Each manufacturer and distributor has unique needs, goals, and objectives when it comes to administrative and work practice controls necessary to operate during the COVID-pandemic. With that said, there are some types of administrative and work practice controls that are applicable in manufacturing and distribution centers more generally:
- Social distancing is a primary work practice control that needs to be implemented in manufacturing and distribution centers during the coronavirus pandemic to protect workers and others. At a minimum and wherever possible, workers should be positioned at least six feet from one another. Some argue that worker safety can be enhanced significantly if that distance is increased to 10 feet.
- Workers should wear masks when on the premises. Employers providing masks for employees is a strong recommendation from OSHA.

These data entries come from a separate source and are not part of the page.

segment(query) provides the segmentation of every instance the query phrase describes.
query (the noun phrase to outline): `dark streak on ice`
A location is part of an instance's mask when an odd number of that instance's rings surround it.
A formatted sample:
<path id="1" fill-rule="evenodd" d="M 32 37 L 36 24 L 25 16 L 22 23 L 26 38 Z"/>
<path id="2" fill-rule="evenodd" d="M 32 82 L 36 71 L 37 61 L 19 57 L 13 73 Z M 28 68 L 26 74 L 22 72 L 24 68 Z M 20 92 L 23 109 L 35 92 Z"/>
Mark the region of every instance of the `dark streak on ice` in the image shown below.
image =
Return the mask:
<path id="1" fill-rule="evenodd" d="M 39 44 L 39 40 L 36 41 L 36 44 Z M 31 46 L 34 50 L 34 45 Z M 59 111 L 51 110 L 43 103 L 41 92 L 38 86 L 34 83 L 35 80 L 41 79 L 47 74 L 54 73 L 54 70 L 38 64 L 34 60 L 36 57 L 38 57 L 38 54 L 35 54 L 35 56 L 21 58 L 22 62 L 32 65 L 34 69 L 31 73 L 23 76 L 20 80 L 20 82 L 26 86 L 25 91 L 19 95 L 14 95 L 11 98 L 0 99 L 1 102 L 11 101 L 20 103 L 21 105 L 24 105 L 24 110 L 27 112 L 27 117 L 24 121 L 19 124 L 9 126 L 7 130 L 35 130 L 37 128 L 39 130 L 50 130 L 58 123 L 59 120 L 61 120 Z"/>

- Worker schedules need to be reconsidered. This may need to be done because state or local mandates require a reduction of onsite workforces. The bottom line is that worker safety and the ability to socially distance is best achieved with fewer people in a facility. Manufacturing and distribution centers face a challenge in the fact that the vast majority of these types of workforces cannot operate remotely. Some administrative staff may be able to work from home, but most workers in these industries cannot.
- Another strategy is to assign specific workers into defined cohorts. In other words, employees always are scheduled to work in shifts with the same group of workers.
- Administrative and work practice controls depend on employee and management compliance. Ideally, workers buy into the decisions a company makes in this regard. In addition, a manufacturer or distribution company is obliged to come up with some sort of effective, meaningful enforcement protocol to ensure that there is compliance with administrative and work practices controls.
- A crucial element of administrative and work practices controls for a manufacturing or distribution center during the COVID-19 pandemic is to have a comprehensive strategy for coronavirus contamination prevention and remediation. This strategy typically is implemented by a manufacturer or distributor in partnership with an experienced COVID-19 cleaning company.
Personal Protective Equipment
Personal protective equipment is considered the proverbial “last line of defense” when it comes to the OSHA Hierarchy of Hazard Controls. Personal protective equipment, or PPE, in the form of masks has already been discussed. In addition to masks, other types of COVID-related personal protective equipment include gloves, face shields or other protective eyewear, uniforms or smocks, and higher-grade facial protection like an N95 respirator. As is the case with administrative and work practice controls, companies need to develop strategies for enforcement when it comes to PPE.